Discovering properties of a graph by means of random walk Suppose I have a regular, undirected, non-bipartite, finite, connected graph on $N$ vertices. Some fraction $\frac{c}{N}$ of the vertices are coloured gold, the rest are coloured black. If I let you perform a random walk on my graph, what machinery exists for you to discover what the value of $c$ is?
 A: I don't know how practical this is, but theoretically the empirical proportion of visits to gold sites 
will converge almost surely to the true proportion. That is, as $n\to\infty$ we get
$${1\over n}\sum_{k=1}^n 1\lbrace X(k)\mbox{ is gold }\rbrace\to {c\over N}.$$ 
This holds even if graph is bipartite. The important requirement is connectedness so
that the chain is irreducible.     
Added:
The quality of this estimate is a significantly more difficult, 
and more interesting problem.
Look at Section 12.6 (especially equation (12.27)) 
of Markov Chains and Mixing Times by  Levin, Peres, and Wilmer 
(freely available at http://pages.uoregon.edu/dlevin/MARKOV/)

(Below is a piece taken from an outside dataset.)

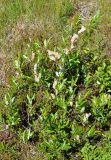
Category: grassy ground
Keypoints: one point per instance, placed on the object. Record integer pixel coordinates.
(24, 22)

The authors suggest a burn-in time, i.e., throwing away the first
$r$ observations. The burn-in time $r$ and the number $t$ of 
additional observations to get a good estimate depend on the 
eigenstructure of the transition matrix. These will depend heavily on 
the shape and geometry of the graph.
See also section 6.3 of Markov chains: Gibbs fields, Monte Carlo simulation, and queues
 by Pierre Brémaud, where he calculates the asymptotic variance of the estimator.